Lessons for Britain from California’s crisis
IT was not that long ago that David Cameron, the Tory leader, was holding up California as the economic model he most wanted to emulate. One of his closest aides, Steve Hilton, is based in Silicon Valley, where his wife works for Google; and the more radical Cameroons thought they had discovered the perfect cocktail of entrepreneurialism, sunny lifestyle, environmentalism, social liberalism and third-way economics.
Not too surprisingly, we are hearing much less talk of rebuilding post-credit crunch Britain in California’s image at the moment. California faces a $24.3bn budget deficit and is set to run out of cash by late July; its European-style welfare state, pegged on to its hardcore capitalist culture, is facing total collapse. A recent referendum saw voters reject proposals to raise taxes (even though the state is heavily Democratic and pro-Barack Obama); the result will be sweeping cuts to everything from prisons to welfare over the next few weeks.
Like Britain, California spent far too much during the good years, making the fatal error of confusing a souped-up tax base caused by the bubble with a permanent rise in revenues; voters are fed up with the public sector and political establishment. Arnold Schwarzenegger, in who I had great hopes, blew it early on in his gubernatorial career, failing to push through radical reforms to tackle public sector vested interests, and he is now stuck trying to square an impossible political circle: voters who want neither tax hikes nor spending cuts.
It is a total disaster that looks eerily familiar to the British situation. The only difference is that we, unlike California, aren’t legally forced to balance our budget every year; and we can print money to buy our way out of trouble in extremis. But it is important to learn the lessons from California’s shocking near-bankruptcy. This is no longer time for gimmicks. We need to find new ways of financing and managing health, education and pensions. Britain definitely needs a much larger, Californian-style technology sector in the years ahead, as well as a new generation of start-ups – but for that we will need radical supply-side policies to liberate the economy, more business-like universities, a pro-entrepreneur tax code and a bonfire of regulations.
Yet the Tories remain wedded to Gordon Brown’s destructive tax hikes and much of his unsustainable big government agenda. Red tape from Brussels is also a problem. We can’t just wish for Britain to embrace a new culture, make a few speeches about green technology and hope for the best; a few politicians parading in public wearing recycled trainers will be as useless for job-creation as a former Hollywood star-turned Governator.
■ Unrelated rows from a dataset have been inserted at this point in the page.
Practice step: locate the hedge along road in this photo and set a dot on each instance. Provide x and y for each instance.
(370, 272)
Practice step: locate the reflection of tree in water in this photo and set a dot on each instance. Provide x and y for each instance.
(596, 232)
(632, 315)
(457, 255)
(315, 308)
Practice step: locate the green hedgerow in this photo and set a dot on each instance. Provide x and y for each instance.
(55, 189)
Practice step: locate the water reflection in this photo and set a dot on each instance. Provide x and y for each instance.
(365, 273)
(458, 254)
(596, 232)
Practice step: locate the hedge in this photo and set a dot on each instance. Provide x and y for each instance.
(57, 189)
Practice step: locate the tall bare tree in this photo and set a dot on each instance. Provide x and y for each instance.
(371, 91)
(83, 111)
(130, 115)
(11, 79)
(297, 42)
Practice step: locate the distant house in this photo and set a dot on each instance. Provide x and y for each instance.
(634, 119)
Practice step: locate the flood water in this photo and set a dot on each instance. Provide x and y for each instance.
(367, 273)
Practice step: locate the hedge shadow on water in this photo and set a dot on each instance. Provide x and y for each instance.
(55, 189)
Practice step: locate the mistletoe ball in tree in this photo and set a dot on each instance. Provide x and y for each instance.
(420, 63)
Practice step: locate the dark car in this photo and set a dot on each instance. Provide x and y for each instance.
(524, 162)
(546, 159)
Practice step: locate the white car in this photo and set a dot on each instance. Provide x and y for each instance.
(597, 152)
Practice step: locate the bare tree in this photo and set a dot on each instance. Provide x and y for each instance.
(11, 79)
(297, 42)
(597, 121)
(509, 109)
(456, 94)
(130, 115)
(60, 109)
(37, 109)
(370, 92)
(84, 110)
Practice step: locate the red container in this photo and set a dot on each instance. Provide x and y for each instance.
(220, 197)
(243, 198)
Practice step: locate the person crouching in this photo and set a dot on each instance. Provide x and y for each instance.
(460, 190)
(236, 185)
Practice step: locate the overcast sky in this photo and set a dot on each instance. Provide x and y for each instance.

Britain needs a more balanced economy – but not in the way we think. While we can’t afford another bubble, the City will have to remain a key engine of expansion. But the other growth industry of the Brown years will have to undergo its own credit crunch: government will have to shrink as a share of GDP, just as it will have to do in California. We need our own mini-Googles, Microsofts and Facebooks if we are to start helping those losing their jobs – as well as all of our other existing private sector industries, from the City to the creative arts. It will be a long, slow road ahead and as different to a Hollywood movie as it is possible to imagine.